Burgh Castle
Burgh Castle

Burgh Castle is a Roman Saxon Shore fort, built in the 3rd century overlooking Breydon Water and the outlet of the River Waveney. The Romans built a trapezoidal fort here sometime between 260-280 AD. We know very little about the fort, but we do know that the Stablesian cavalry were stationed here in the mid 4th century.
Burgh Fort has traditionally been identified with the Saxon Shore fort named as Gariannonum in a Roman army document written around AD 400, however recent research suggests that the description of Gariannonum may apply just as easily to Caistor-on-Sea on the other bank of the estuary.

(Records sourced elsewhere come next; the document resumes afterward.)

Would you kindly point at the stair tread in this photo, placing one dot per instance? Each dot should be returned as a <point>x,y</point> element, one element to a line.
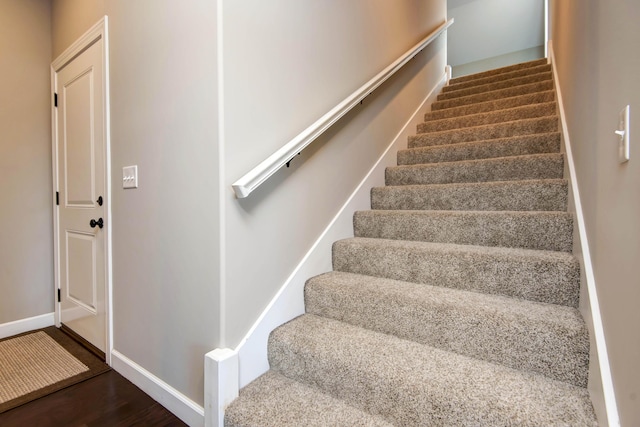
<point>457,92</point>
<point>414,384</point>
<point>490,117</point>
<point>536,275</point>
<point>483,326</point>
<point>509,92</point>
<point>501,70</point>
<point>521,127</point>
<point>532,166</point>
<point>498,77</point>
<point>515,229</point>
<point>492,105</point>
<point>274,400</point>
<point>483,149</point>
<point>521,195</point>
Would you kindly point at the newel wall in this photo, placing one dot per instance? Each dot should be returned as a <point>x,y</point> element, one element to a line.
<point>285,64</point>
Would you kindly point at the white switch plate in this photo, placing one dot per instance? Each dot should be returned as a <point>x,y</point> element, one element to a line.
<point>623,135</point>
<point>130,177</point>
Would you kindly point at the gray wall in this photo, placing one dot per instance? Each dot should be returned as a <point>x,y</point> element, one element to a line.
<point>286,63</point>
<point>595,46</point>
<point>165,233</point>
<point>182,234</point>
<point>493,33</point>
<point>26,216</point>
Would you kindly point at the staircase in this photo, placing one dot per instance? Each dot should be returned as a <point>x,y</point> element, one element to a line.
<point>455,304</point>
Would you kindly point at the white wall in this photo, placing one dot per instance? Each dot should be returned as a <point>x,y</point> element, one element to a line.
<point>594,46</point>
<point>286,63</point>
<point>26,216</point>
<point>491,28</point>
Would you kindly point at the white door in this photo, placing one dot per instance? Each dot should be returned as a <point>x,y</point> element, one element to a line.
<point>81,168</point>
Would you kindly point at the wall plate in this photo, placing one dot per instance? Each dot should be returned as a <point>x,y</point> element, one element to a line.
<point>623,135</point>
<point>130,177</point>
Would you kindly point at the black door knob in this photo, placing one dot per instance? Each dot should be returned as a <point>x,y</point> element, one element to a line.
<point>99,223</point>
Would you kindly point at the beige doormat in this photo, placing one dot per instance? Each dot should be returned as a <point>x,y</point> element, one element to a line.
<point>38,363</point>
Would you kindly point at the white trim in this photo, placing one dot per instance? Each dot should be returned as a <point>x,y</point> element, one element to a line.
<point>259,174</point>
<point>220,384</point>
<point>546,28</point>
<point>25,325</point>
<point>222,187</point>
<point>598,330</point>
<point>179,404</point>
<point>97,32</point>
<point>288,302</point>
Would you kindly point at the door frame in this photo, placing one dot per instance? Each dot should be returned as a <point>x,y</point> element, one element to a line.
<point>97,32</point>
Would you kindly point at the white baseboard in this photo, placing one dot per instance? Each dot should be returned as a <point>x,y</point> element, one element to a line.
<point>180,405</point>
<point>289,301</point>
<point>601,388</point>
<point>25,325</point>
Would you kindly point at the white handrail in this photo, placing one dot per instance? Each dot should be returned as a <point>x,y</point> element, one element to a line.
<point>259,174</point>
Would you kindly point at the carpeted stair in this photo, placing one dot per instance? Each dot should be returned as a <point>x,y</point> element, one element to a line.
<point>455,303</point>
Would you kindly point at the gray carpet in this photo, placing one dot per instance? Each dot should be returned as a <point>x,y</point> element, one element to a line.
<point>455,303</point>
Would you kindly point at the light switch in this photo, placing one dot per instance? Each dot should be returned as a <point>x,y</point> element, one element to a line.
<point>623,135</point>
<point>130,177</point>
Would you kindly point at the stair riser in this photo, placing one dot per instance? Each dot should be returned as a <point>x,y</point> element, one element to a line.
<point>518,81</point>
<point>498,196</point>
<point>501,169</point>
<point>534,144</point>
<point>502,116</point>
<point>483,133</point>
<point>413,385</point>
<point>499,71</point>
<point>474,325</point>
<point>493,95</point>
<point>488,106</point>
<point>542,280</point>
<point>497,78</point>
<point>551,232</point>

The fort has a maximimum inner width of 205 by 100 metres. The walls on three sides of the fort are fairly intact, but that on the west side have collapsed into the water. The walls stand to a height of 4.6 metres, and are supported by six pear-shaped bastions.The walls are in excellent condition.

The Romans stayed until the early 5th century, most likely leaving between AD 407-8.

Around 630 AD a monastery was established within the Roman walls by Fursa, who called the place Chobheresburgh. The monastic church stood in the south west corner of the fort, and a cemetery to the north of the church. The monastery stood until some time in the 9th century. In the 11th century the Normans built a motte and bailey castle within the fort. The mound survived until 1839.

From the castle you can look across the River Yare to Berney Arms Windmill, a restored historic mill.